Adana Baro Başkanı Av. Veli Küçük, Temel hak ve özgürlükler konusundaki kaygılarını da gündeme getirdi.
Av. Küçük, “Bu durumun acı tarafı, HSYK tarafından meslekten ihraç edilenlerin sayısının 4 bin 238 kişiye eriştiği ve binden fazlasının hücrede olduğu belirtilen savcı ve yargıçlardan dolayı, kürsü ile hücre arasındaki mesafenin iyice kısalmış olduğu bu dönemde, ne hikmetse hep gazeteci-yazar, çizer, aydın, düşünür ve akademisyenler tutuklanmaktadırlar.
Uluslararası kuruluşlar tarafından, Türkiye’nin, gazeteci ve yazarların hapiste olduğu ülkeler arasında, Çin’i de geçerek birinci sıraya oturduğu açıklandı!
Türkiye’nin, neredeyse yüz yıla ulaşan demokrasi ve çağdaşlık birikimini yok sayarak, ülkemizin siyasetin emrine alınmış yargı mekanizması aracılığıyla, bir Üçüncü Dünya Devleti’ne dönüşmesine asla müsade etmeyeceğiz. Son sözümüz her zaman hukuk devleti olacaktır” dedi
Av. Küçük, “Siyasi iktidarın ve temsilcilerinin “Türkiye; demokrasisi, güçlü hukuk devleti kimliği ve ekonomisi ile adeta göz kamaştırıyor.” sözlerine de bu durum tabanda ve geniş kitlelerde hissediliyor ve yaşama geçiyor ise anlam ifade eder, ancak yaşamsal gerçek söylenenler gibi değil”
diye konuştu.
Baro Başkanı Av. Veli Küçük, Bir hukuk devletinden bahsedebilmek için o devletin her şeyden önce yurttaşlarına eşit davranması ve ideolojisinin olmaması gerektiğini de vurguladı.

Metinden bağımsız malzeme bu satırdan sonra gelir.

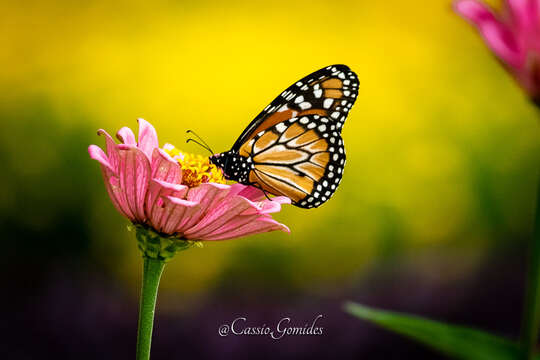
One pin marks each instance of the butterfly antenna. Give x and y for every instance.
(201, 139)
(201, 145)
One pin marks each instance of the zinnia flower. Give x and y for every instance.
(177, 196)
(513, 36)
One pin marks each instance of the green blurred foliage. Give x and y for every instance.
(442, 145)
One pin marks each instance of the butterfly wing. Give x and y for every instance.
(301, 158)
(328, 92)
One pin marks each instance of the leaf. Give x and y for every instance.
(457, 341)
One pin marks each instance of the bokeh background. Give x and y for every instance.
(433, 215)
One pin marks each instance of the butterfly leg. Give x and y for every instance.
(265, 194)
(260, 188)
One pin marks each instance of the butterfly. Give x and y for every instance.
(294, 147)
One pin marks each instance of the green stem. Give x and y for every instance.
(531, 314)
(152, 270)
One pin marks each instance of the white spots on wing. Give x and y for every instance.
(327, 103)
(284, 107)
(281, 127)
(305, 105)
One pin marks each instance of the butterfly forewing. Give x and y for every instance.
(329, 92)
(301, 158)
(294, 146)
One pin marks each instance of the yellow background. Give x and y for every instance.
(442, 145)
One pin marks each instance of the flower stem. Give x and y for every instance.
(152, 270)
(531, 314)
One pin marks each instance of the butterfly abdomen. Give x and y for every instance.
(294, 147)
(234, 166)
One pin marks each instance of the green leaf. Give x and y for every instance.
(457, 341)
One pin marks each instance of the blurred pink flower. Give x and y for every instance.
(513, 36)
(145, 184)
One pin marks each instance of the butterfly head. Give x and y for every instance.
(234, 166)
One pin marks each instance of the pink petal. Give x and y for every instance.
(116, 195)
(208, 196)
(497, 35)
(165, 167)
(525, 13)
(179, 213)
(112, 149)
(147, 137)
(126, 136)
(158, 206)
(250, 192)
(250, 228)
(134, 175)
(268, 206)
(219, 215)
(97, 154)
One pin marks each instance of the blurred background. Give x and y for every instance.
(433, 216)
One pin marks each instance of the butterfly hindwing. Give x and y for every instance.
(294, 146)
(301, 158)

Güzel ülkemizde ne yazık ki hukuk devletinin siyasi iktidar tarafından içselleştirilmediğini ve yaşama geçmediğini belirten Av. Küçük, “15.Temmuz darbe kalkışması sonrası suçla ve suçluyla mücadele yapılırken, en temel hukuk kurallarının dahi ihlal edildiğini, OHAL ve KHK’lar ile asıl kurucu irade olan TBMM devre dışı bırakılarak hak ve özgürlüklerin kısıtlandığını, adil yargılanma hakkı, masumiyet karinesi, müvekkil avukat ilişkisindeki mahremiyet, düşünce ve ifade özgürlüğü, barışçıl gösteri ve yürüyüş hakkı, basın ve haber alma özgürlüğü gibi daha bir çok hakkın devlet eliyle, parti devleti, polis devleti yaklaşımı ile diktatoryal yöntemler ile ortadan kaldırıldığını görmekteyiz. Yargının da baskının ve endişe ortamının aracı olarak kılınmaya çalışıldığını da görmekteyiz. İsteğimiz ve temennimiz biran evvel OHAL’in sonlandırılıp, KHK’ların iptal edilerek ülkemiz için hiç gereği ve ihtiyacı olmayan rejm ve sistem değişikliğine dönük heveslerden vazgeçilerek, olağan günlerine dönmesi, siyasi iktidar tarafından suni olarak yapılmaya çalışılan toplumsal kutuplaşmanın ve ayrışmanın son bulması, hak ve özgürlüklerin tesis edilmesidir.” dedi.